Curr Orthop Pract. 2017;28(5):499-502. 

In This Article


Most of the literature regarding surgical treatment of PVNS in the ankle are small case series reporting recurrence rates ranging from 0–40%.[2,9–15,17] The most recent article by Korim et al.[9] compiled the data from previous case series to report a recurrence rate of 12.2%. Only two studies reported results on arthroscopic management of DPVNS. Stevenson et al.[10] reported two cases while Rochweger et al.[13] included one case. None of the three patients in these series had disease recurrence.

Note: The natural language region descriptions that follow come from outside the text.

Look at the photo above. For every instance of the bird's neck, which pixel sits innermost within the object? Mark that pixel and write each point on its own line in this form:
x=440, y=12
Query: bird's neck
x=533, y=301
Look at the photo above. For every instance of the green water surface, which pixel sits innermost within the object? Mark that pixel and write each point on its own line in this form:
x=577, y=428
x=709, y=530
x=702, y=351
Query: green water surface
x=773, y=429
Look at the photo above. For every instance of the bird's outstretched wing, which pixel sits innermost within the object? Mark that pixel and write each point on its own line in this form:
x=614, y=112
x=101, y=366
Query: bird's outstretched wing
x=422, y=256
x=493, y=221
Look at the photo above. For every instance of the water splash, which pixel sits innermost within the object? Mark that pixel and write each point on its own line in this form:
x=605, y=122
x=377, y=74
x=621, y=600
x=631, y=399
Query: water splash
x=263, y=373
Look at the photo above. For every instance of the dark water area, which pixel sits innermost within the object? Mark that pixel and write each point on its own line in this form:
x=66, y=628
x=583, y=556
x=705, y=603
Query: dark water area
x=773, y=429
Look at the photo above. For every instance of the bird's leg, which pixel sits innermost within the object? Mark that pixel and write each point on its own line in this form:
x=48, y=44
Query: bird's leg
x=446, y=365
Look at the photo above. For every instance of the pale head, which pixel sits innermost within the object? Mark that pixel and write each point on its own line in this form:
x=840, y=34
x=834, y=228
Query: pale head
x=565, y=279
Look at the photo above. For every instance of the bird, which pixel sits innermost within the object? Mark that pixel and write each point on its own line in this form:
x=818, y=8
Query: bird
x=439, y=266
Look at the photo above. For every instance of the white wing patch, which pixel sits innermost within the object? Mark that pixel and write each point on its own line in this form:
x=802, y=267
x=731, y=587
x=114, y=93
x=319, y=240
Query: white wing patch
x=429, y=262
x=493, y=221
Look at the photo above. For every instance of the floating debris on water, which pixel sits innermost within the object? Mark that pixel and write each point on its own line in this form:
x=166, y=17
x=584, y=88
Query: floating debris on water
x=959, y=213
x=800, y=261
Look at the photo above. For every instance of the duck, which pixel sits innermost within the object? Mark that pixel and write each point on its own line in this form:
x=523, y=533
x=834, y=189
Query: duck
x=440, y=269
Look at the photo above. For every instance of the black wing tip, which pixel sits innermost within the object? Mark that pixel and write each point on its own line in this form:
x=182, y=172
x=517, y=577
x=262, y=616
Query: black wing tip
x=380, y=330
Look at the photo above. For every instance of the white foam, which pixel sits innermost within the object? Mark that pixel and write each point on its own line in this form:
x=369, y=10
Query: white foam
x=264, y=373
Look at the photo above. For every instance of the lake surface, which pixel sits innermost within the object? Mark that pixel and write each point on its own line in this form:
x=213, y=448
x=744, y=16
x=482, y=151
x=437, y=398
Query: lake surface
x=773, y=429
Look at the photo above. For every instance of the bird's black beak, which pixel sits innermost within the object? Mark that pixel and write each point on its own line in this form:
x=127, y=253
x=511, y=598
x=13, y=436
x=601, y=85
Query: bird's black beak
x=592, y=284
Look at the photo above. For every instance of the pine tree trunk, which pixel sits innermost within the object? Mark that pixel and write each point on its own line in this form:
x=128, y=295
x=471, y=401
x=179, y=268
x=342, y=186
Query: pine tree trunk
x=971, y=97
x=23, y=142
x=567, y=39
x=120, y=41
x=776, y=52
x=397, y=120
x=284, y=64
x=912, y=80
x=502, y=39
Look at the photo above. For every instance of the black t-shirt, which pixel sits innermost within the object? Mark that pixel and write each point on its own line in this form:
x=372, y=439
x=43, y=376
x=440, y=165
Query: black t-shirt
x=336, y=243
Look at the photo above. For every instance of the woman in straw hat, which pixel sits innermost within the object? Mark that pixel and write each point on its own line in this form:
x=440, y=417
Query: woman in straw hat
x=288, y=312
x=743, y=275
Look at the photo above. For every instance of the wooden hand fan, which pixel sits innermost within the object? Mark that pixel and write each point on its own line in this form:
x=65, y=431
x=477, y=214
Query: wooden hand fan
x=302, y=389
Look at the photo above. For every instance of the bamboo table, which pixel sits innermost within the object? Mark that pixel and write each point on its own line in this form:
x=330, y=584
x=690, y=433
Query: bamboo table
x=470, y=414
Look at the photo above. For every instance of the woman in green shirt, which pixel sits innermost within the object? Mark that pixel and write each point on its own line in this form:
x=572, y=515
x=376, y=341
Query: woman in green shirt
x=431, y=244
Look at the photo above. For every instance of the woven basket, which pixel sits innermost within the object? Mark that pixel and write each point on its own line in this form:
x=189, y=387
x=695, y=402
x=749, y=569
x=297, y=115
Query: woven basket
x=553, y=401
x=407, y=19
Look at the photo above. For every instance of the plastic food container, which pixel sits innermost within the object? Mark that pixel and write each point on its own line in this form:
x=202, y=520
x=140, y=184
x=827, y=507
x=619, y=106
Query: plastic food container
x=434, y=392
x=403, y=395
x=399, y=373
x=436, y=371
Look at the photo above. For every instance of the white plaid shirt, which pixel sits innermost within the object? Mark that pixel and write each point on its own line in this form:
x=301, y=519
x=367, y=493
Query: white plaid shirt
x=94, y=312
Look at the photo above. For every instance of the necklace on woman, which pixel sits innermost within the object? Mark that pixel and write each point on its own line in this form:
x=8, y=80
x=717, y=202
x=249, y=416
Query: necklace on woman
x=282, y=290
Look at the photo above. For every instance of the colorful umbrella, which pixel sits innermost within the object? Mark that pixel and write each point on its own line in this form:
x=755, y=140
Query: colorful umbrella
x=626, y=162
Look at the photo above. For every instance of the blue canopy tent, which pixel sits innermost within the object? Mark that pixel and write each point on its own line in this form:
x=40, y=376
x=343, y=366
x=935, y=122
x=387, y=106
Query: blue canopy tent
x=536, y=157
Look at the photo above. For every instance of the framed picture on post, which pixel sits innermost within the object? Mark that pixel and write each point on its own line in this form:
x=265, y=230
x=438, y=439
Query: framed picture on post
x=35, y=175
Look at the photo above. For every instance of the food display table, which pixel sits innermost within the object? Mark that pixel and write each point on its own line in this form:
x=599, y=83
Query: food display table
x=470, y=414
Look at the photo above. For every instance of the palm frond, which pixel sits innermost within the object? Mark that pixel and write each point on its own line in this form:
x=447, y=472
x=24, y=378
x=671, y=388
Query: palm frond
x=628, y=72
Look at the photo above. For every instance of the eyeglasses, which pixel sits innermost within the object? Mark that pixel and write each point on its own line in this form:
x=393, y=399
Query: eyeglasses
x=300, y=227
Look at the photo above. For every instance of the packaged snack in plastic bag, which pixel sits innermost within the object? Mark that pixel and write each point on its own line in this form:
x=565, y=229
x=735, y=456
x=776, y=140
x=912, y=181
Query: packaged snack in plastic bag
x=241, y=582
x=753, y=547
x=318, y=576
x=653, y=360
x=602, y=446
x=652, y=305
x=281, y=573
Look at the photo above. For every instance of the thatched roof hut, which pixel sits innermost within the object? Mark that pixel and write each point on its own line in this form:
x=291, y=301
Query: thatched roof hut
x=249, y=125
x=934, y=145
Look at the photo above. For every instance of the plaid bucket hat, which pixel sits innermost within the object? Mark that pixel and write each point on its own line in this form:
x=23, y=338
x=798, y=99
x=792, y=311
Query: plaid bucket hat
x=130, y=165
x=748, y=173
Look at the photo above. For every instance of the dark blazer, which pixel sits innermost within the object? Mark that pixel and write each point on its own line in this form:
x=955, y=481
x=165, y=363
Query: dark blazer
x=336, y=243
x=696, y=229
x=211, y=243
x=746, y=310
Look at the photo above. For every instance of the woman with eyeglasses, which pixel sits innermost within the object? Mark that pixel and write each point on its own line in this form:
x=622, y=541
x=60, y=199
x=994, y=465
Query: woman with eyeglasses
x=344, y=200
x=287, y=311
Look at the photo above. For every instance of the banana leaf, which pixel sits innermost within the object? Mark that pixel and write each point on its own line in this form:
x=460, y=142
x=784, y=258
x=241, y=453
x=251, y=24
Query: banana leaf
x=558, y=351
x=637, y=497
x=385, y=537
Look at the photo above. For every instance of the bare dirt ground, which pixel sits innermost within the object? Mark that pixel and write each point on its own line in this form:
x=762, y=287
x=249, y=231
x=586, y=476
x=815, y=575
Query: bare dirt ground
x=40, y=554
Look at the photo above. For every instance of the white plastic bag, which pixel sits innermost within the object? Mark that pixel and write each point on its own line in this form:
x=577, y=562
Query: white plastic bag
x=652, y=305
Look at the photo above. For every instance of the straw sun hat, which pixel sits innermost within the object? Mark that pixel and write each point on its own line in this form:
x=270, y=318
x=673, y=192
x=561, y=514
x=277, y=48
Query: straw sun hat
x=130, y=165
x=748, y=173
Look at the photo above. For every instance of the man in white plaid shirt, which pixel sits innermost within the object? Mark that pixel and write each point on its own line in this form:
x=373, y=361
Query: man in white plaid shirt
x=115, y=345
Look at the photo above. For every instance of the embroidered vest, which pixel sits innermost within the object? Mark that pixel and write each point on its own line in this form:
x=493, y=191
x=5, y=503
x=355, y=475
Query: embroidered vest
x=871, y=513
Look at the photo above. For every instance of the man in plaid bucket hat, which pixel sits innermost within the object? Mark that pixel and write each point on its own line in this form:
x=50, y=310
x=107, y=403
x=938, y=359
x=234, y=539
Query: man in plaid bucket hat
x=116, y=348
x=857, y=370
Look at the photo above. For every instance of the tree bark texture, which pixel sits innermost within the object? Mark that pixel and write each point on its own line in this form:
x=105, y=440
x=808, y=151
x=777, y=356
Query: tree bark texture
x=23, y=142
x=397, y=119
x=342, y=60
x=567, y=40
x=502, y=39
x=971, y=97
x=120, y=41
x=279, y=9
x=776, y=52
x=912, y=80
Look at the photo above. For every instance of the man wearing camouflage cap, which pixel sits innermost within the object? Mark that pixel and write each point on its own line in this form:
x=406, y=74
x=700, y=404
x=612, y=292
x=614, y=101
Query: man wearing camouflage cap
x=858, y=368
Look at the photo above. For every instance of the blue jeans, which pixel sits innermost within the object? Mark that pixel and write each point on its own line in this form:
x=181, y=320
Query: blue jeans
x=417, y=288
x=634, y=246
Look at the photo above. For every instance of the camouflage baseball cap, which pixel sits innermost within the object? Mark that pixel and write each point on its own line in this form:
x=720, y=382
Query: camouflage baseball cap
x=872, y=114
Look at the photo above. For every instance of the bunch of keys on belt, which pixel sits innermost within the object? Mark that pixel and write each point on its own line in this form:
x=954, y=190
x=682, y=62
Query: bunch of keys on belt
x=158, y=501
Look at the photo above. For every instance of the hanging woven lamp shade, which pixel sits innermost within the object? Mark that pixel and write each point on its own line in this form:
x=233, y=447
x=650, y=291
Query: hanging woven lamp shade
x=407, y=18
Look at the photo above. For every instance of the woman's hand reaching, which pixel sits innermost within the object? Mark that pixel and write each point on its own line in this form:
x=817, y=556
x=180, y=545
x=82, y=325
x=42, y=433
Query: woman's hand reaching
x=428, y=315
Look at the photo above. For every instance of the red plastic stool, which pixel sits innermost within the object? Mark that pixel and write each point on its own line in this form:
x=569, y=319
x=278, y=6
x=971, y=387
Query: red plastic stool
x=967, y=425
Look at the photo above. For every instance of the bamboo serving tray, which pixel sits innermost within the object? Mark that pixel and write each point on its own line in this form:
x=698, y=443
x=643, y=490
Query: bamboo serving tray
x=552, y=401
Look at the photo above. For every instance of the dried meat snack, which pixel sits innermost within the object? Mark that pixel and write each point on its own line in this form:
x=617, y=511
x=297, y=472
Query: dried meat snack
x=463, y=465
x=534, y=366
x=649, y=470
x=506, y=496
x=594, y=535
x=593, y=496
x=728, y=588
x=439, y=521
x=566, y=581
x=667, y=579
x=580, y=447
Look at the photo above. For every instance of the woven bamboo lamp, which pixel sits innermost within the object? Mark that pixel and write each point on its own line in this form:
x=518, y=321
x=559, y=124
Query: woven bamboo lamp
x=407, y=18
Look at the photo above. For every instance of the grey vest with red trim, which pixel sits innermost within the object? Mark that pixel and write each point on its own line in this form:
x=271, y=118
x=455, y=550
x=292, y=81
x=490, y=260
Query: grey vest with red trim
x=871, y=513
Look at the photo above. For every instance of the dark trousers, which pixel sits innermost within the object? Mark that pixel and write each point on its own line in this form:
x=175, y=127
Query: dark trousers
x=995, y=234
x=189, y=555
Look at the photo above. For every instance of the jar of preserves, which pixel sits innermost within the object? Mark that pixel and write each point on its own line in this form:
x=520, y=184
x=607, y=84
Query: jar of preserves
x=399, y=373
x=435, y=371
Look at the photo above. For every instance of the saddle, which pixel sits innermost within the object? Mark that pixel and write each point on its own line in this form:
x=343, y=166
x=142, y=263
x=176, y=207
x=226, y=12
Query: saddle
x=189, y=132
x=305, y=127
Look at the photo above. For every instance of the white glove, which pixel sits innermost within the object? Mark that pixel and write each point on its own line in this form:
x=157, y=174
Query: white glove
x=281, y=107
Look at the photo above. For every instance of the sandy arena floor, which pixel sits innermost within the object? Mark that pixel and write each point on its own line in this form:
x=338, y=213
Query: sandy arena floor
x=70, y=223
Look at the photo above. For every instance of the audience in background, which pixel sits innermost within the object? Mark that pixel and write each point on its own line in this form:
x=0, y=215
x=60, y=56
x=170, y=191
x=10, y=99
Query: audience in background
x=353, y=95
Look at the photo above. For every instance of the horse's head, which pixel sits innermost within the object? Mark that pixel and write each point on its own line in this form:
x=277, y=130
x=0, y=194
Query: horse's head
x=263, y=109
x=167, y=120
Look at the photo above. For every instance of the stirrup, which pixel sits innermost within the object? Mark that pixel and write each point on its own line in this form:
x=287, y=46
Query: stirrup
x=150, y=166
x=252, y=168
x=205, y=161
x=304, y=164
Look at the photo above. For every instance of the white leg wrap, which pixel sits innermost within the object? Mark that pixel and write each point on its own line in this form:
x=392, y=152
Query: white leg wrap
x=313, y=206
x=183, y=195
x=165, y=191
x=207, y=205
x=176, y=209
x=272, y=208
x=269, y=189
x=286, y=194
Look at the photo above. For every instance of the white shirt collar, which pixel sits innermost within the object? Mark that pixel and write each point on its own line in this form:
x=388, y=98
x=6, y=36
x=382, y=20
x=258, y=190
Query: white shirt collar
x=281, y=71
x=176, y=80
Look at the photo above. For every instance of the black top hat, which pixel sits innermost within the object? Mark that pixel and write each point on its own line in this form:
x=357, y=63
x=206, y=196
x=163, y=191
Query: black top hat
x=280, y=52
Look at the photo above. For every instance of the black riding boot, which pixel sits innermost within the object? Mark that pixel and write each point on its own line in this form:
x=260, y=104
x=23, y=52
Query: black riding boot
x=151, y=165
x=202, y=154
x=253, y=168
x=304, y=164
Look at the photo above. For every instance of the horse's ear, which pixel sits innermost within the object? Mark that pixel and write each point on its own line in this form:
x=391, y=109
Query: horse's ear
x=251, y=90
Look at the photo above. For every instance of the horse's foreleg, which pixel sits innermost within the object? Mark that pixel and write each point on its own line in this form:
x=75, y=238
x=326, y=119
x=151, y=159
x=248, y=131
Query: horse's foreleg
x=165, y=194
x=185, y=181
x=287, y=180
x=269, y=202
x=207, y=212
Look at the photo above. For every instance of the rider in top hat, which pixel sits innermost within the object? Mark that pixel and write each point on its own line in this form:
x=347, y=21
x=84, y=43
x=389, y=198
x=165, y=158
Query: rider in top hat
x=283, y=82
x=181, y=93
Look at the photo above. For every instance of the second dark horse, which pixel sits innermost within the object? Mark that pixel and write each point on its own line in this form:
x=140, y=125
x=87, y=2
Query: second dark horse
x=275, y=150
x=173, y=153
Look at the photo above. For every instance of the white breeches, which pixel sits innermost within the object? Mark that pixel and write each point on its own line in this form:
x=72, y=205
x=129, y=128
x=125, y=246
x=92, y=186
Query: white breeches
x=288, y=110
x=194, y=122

Adjuvant radiation therapy is occasionally used to treat PVNS after surgical excision. There are a small number of case series in the literature that report postoperative radiation after open synovectomy.[14,18] The overall recurrence rate in these series is 8.7% as compared to the previously mentioned 12.2%.[9] Bickels et al.,[18] in a case series of seven patients receiving postoperative radiation therapy for DPVNS, reported that two developed full-thickness skin necrosis that required soft-tissue flaps.[18] Considering the near equivalent efficacy between surgery alone and surgery with postoperative radiation as well as the reported risk of soft-tissue complications with adjuvant radiation, we recommend exercising caution when considering adjuvant radiotherapy.

Arthroscopic management can be used for patients with PVNS of the ankle and hindfoot, either as an adjunctive procedure for open surgery or primary treatment alone. Although we believe arthroscopy can be used in either LPVNS or DPVNS within the tibiotalar or subtalar joints to minimize complications related to larger surgical exposures, further research is needed to compare it with open debridement.